Enterprise Storage Guide

Data Awareness Is Increasingly Popular in the Storage Biz

As you scan the emerging storage market, there are some very cool things happening, but one of the features that seems to be increasing in popularity — and needs — revolves around analytics or at least some version of data-awareness.  What is “data awareness” you may ask?  Well, consider this: the vast majority of companies out there really don’t know much about their storage.  Sure, the storage administrator probably knows how much capacity they have, how much is left, and, in general, what applications are running against the storage.

But that’s about it.  For years, people have been bemoaning the state of unstructured data, which, by its very nature, doesn’t have a whole lot of organization around it.  Companies are running storage systems that may house millions — or even billions — of files with, literally, no idea of what they’re storing.  They may have hundreds of thousands of files with personally identifiable information (PII) or they may be wasting space storing people’s iTunes libraries.

While the second scenario is just a space-waster, the first one, storing PII or credit card numbers in a non-secure way, can open an organization to all kinds of problems, from legal trouble to PR disasters.  Further, companies simply don’t know which files in their environments have been recently accessed and who has accessed those files.  If a breach takes place, those companies may not be able to determine which files were accessed and without an understanding for who accessed files, a breach could be far worse than it would be if the direct impact can be truly determined.

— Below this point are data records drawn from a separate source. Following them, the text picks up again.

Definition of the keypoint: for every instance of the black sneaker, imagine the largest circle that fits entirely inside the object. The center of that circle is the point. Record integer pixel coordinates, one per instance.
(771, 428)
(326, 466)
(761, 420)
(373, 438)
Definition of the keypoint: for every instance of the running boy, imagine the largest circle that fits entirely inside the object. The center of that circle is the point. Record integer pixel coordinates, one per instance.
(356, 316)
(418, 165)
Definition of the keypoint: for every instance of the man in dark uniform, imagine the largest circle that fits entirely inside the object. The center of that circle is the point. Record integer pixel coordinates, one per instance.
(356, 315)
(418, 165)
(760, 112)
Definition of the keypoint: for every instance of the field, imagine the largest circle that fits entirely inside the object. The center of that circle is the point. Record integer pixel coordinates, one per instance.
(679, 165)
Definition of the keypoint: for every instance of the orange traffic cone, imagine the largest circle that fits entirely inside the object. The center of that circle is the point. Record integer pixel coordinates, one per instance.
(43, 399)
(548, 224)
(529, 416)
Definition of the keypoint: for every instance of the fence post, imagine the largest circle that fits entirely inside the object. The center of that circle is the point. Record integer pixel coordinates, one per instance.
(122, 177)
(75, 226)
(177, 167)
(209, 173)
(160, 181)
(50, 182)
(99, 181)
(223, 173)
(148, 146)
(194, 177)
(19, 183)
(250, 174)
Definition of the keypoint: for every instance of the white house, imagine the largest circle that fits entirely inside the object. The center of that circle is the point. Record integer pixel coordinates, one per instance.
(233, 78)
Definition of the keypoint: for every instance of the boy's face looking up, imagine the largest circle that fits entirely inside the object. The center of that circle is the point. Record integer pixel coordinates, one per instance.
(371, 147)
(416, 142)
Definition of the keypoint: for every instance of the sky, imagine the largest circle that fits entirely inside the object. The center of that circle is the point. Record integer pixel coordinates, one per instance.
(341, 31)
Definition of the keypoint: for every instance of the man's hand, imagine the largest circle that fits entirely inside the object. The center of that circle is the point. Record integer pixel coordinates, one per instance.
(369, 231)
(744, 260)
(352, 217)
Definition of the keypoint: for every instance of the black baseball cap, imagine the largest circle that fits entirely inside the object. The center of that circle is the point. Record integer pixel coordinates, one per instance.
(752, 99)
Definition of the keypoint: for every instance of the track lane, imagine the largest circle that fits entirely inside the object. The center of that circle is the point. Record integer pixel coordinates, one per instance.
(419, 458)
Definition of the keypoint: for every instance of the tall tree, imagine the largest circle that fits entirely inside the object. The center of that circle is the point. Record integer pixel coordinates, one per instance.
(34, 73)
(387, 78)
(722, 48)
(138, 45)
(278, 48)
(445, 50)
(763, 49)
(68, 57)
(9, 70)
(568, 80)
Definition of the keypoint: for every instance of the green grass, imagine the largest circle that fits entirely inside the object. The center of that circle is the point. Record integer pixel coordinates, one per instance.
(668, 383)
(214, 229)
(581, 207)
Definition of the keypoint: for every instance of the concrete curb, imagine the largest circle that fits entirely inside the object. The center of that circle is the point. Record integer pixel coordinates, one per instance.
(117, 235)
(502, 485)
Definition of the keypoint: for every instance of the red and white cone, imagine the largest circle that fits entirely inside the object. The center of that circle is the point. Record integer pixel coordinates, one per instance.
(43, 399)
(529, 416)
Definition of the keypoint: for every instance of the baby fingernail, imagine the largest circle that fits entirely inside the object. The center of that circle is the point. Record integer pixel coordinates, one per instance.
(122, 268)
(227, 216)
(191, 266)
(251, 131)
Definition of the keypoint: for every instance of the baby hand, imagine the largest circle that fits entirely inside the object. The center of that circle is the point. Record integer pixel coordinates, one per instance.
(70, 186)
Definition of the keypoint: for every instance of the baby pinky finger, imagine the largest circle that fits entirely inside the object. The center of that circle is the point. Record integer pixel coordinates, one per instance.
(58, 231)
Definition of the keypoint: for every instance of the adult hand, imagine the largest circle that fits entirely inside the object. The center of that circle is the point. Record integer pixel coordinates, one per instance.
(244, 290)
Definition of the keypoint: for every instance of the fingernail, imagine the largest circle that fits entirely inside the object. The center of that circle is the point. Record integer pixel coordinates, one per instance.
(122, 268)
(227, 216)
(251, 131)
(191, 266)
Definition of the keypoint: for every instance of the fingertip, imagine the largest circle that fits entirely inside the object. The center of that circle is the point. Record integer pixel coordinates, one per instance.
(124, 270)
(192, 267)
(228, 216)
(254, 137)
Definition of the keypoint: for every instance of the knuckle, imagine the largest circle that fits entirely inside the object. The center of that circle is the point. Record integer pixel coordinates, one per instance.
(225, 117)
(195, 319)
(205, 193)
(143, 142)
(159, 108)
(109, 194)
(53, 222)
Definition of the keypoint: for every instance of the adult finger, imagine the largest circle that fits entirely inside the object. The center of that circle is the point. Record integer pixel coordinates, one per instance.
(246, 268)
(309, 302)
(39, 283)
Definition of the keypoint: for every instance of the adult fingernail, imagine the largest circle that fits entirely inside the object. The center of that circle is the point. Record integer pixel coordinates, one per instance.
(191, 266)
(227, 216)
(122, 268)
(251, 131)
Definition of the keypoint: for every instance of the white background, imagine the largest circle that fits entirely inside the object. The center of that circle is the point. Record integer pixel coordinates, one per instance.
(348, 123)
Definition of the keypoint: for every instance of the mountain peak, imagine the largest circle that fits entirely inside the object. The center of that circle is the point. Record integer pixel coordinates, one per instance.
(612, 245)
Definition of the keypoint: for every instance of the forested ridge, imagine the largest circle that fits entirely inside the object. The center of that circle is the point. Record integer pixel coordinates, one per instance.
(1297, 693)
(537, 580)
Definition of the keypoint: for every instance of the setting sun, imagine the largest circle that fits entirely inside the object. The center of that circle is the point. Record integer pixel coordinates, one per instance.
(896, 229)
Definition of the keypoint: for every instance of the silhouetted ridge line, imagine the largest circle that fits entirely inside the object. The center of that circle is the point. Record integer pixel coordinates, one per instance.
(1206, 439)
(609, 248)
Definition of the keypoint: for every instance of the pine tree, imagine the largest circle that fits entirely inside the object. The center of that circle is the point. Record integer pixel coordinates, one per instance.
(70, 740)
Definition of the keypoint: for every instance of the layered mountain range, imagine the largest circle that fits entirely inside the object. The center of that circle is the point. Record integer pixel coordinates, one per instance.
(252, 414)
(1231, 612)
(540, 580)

Over the past couple of Tech Field Day events I’ve attended, the need to be able to keep track of data in a more structured way has been discussed.  There are a few companies that have developed products that are either absolutely designed to solve the data awareness problem or that have features that can help organizations become more aware of potential issues in their troves of data.

I’m not going to go to in-depth into exactly what each company is doing in this post, but just introduce basics of who is doing what in general.

First up, DataGravity.  DataGravity’s value proposition is “Data Security at the Point of Storage.”  The product was built around this idea.  They include deep data awareness in the platform from the beginning and allow companies to gain deep understanding of their data.  For example, with DataGravity, you can determine what kinds of data you want to watch for — PII, customer data; basically, anything sensitive — and you can determine who has accessed that information and when they accessed it.  DataGravity called this Data Awareness.

Qumulo is another company that includes data awareness in their platform as well.  Qumulo is very different than DataGravity in that Qumulo is very focused on companies in which the applications running on the storage are the business whereas DataGravity targets more general-purpose storage needs.  Qumulo’s data awareness value is summed up here: “With greater visibility into which data is most valuable, where it is stored, what users or applications are accessing what files, what should be archived, backed up or deleted, and why data grows, Qumulo’s customers report significant gains in workflow performance and storage efficiency.”

Cohesity is another company that has included data awareness/analytics in their platform:

  • eDiscovery: Rapid content analysis to find relevant case information for legal requests or holds.
  • Compliance: Ensure compliance with Personally Identifiable Information (PII) requirements with Cluster-wide content scans for names, phone numbers, and credit card information that may have been stored in clear text.

The key difference in the platforms at present is the ease by which administrators can glean information from the system.  DataGravity has advanced querying capabilities that don’t require admins to write code to retrieve information and don’t require DataGravity to write extensions to support new analysis needs.  Qumulo and Cohesity are still developing their querying capabilities.  That said, the mere fact that the data-awareness capabilities are baked into the various platforms means that it’s just a matter of reporting and that the architecture is already in place to enable that reporting.

Of course, data awareness products have been around for a while, but they’ve often been provided by third party products that had to be added on top of the rest of the infrastructure.  More and more, information and intelligence regarding the data are being built into storage as core features rather than relying on third party tools.  DataGravity, Qumulo, and Cohesity aren’t the only companies that do this, but they happen to be the three I’ve reviewed recently.  Further, this kind of “Data Awareness” is not necessarily a brand new concept, but is one that seems to be gaining new attention in the startup world.